If you’re one of the many thinking about auditioning, but you’re on the fence—wondering “What’s the experience of it actually like?” or “How do I know it’s for me?”—then we’ve got just the spotlight to put on the situation!
To learn all this and more, we sat down with the casting queen behind the scenes, MsEasy. From her vantage point as Entertainment Director, Easy oversees everything that has anything to do with entertainers at Insomniac events. From costumes to styling to management and more, she’s at the start, the finish, and every step in between. So, we rounded up the Qs she gets the most. Read on, and see what she had to say!
What’s it like to be in the family of Insomniac performers?

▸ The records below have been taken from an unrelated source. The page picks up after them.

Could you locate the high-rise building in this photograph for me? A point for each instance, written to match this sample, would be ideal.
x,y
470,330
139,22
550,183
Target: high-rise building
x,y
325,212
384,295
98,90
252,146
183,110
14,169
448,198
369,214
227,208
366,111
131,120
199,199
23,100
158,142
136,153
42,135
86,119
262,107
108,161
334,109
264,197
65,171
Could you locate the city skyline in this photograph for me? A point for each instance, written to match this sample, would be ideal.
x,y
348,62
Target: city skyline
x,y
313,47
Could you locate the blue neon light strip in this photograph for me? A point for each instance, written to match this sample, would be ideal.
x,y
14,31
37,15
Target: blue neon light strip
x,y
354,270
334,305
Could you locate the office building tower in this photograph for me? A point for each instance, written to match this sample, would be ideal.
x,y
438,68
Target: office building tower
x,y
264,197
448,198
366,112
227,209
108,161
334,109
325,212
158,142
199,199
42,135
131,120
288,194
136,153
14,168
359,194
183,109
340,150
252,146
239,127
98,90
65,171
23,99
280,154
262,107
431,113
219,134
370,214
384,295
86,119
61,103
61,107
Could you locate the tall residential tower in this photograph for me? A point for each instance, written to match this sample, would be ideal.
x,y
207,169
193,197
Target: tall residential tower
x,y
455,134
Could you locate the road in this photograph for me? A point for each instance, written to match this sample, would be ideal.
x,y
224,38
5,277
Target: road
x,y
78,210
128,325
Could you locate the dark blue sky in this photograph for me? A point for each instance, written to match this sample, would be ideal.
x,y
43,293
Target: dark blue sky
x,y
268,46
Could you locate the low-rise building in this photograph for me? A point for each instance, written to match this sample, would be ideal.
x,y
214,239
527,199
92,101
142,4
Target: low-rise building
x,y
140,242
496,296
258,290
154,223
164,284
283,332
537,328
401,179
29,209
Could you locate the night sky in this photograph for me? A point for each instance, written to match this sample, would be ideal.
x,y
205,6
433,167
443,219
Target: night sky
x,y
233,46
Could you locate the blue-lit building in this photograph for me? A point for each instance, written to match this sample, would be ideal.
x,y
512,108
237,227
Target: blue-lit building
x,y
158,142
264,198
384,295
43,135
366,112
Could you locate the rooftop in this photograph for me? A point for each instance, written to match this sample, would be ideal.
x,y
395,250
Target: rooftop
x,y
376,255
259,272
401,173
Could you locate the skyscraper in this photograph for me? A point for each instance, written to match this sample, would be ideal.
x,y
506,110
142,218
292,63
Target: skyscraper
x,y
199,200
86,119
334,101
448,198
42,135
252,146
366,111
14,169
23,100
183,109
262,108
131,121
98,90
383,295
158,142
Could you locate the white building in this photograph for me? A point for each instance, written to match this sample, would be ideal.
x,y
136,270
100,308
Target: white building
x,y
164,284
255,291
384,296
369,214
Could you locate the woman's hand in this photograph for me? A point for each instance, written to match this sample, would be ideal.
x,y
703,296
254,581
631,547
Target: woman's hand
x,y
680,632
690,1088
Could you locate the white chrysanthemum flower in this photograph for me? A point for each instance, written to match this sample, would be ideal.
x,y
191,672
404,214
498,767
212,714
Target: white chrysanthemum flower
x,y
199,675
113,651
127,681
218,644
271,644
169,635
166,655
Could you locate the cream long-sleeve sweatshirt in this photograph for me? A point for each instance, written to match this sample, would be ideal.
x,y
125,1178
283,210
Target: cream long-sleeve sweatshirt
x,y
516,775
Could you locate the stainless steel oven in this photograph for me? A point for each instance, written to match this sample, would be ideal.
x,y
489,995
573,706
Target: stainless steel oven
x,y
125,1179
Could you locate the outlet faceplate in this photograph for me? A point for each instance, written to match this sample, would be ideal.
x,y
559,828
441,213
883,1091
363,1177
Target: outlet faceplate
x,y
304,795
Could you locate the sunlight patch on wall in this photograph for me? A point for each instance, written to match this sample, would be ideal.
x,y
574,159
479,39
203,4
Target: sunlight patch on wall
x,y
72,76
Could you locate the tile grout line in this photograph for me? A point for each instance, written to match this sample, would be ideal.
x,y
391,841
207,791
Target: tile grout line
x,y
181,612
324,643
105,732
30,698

Inspiring. I think it’s a community that really bonds over their mutual interest in performing and sharing their performance with Headliners or with the crowd in general, wherever they may be. In the Insomniac performer family, we get to travel together, and I see a lot of the relationships turn into lifelong friendships. You see that the bond is really strong. It’s not just a job; it’s a lifestyle. It’s an actual community that I think really is open. We like to receive people. It seems like it’s really life-changing when people come fully into the circle.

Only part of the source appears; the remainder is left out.